A#telnet 172.16.3.2 Trying 172.16.3.2 ... Open User Access Verification Password:
This completes our pre-tests.
Let’s now apply the access list inbound to Serial0/0 of R2, using the ip access-group command in interface configuration mode. You may recall that creating an access list is not enough to make it filter any traffic. You also have to apply it to the right interface in the right direction.
interface Serial0/0 ip access-group 101 in
You may run the same tests again to see the results of ACL application. The first three verification steps that were successful before we applied the ACL are all broken now.
The telnet packets never make it to the destination. as indicated by the Destination unreachable message.
A#telnet 172.16.3.2 80 Trying 172.16.3.2, 80 ... % Destination unreachable; gateway or host down
The route trace breaks at 172.16.12.2; that is the IP address configured on Serial0/0 of R2. It is the same interface to which we applied the ACL.
A#traceroute 172.16.3.2 Type escape sequence to abort. Tracing the route to 172.16.3.2 1 172.16.1.1 80 msec 56 msec 28 msec 2 172.16.12.2 !A !A !A
The ping simply fails and the sequence of U indicates the ICMP Destination Unreachable messages sent by R2 as it discards packets hitting the third ACL statement.
B#ping 172.16.3.2 Type escape sequence to abort. Sending 5, 100-byte ICMP Echos to 172.16.3.2, timeout is 2 seconds: UUUUU Success rate is 0 percent (0/5)
There are no changes in the output here as compared with the corresponding pre-tests. This is expected, as the fourth ACL statement allows all IP traffic.
A#telnet 172.16.3.2 Trying 172.16.3.2 ... Open User Access Verification Password:
Our verification is complete here but we would like to run the show access-lists command on R2 to see hits for individual ACL statements. You can see that all ACL statements have seen some packet matches as a result of our tests.

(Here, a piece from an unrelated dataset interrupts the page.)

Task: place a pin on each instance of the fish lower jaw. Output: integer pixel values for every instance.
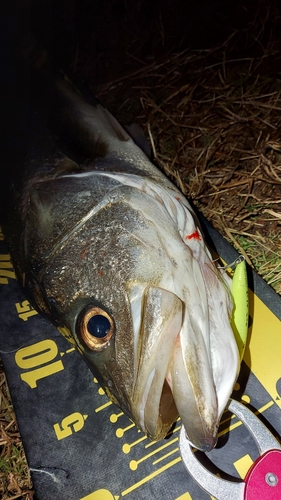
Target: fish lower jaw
(157, 425)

R2#show access-lists Extended IP access list 101 10 deny tcp host 172.16.1.2 host 172.16.3.2 eq www (6 matches) 20 deny udp 172.16.1.0 0.0.0.255 172.16.3.0 0.0.0.255 (6 matches) 30 deny ip 172.16.2.0 0.0.0.255 172.16.3.0 0.0.0.255 (30 matches) 40 permit ip any any (23 matches)
We have been talking about numbered access lists almost entirely in this article so far. But, once you understand the syntax of numbered access lists, it is trivial to construct named access lists. The following graphic presents both formats of the access list we created in this article, highlighting similarities.
You may remove the numbered ACL you created on R2 and configure the corresponding ACL in the named format as shown in the graphic above. That will be a great exercise to practice your ACL skills hands on.